Репрессии против Telegram в РФ начались с 2017. Тогда Дуров проявил принципы, отказался идти на уступки Роскомнадзору и назвал действия ведомства
очередным саботажем государственных интересов.
Под предлогом «борьбы с терроризмом» РФ требовала у Дурова выдать ключи шифрования от платформы. Под таким предлогом можно много чего требовать. Еще можно многого требовать под предлогом «защиты детей и борьбы с педофилией». Дуров объяснял, что «выдать ключи шифрования технически невозможно». В 2018 российский суд принял сторону ФСБ и отклонил иск Telegram к ней. Еще один суд разрешил РКН блокировать Telegram. Наступление на свободу слова длилось долго, но завершилось победой мессенджера: он все еще работает в РФ.
Такая же история происходит сейчас с Дуровым во Франции. Местные борцы со свободой слова, арестовавшие Дурова, требует «ключи шифрования». И обвиняют Дурова в потворствовании и «педофилии» и «терроризму» в Telegram.
Люди, отдавшие приказ арестовать Дурова, нарушили Акт о цифровых услугах Евросоюза. По этому документу ответственность за контент несет юридическое лицо Telegram FZ LLC. Но не лично Дуров. Максимум, что по европейским законам грозит Дурову, это штраф для Telegram. Но это если по законам, а не по факту.
Лично я считаю Telegram третьим достижением интернета.
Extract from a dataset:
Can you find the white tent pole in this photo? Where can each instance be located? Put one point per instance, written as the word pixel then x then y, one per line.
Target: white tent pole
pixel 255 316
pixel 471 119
Первое это сайты. Второе это оплата через интернет. Третье это телеграм-каналы. Мгновенный доступ к разнообразной информации с возможностью комментирования. Дуров и его команда свершили невероятное, создав и сделав популярным Telegram.
Вариантов у Дурова немного. Либо он идет на уступки, отдает Telegram французскому государству и Telegram превращается в цензурируемую западными правительствами платформу. Либо Дурова передают в РФ в обмен на то, чтобы Дуров отдал Telegram для ФСБ и РКН. В обоих вариантах окончательно исчезнет свобода слова в Telegram.
Либо Дуров держится принципов, сидит мучеником в тюрьме, но не идет на поклон к агентам Матрицы в обоих ее отражениях. Ранее Павел Дуров говорил:
Я думаю, что конфиденциальность, в конечном счете, важнее чем наш страх. Что случится что-то плохое, такое как терроризм. Если мы говорим о конфиденциальности, о свободе слова., у нас есть непреклонные принципы. Мы не открыли ни одного байта данных третьим лицам.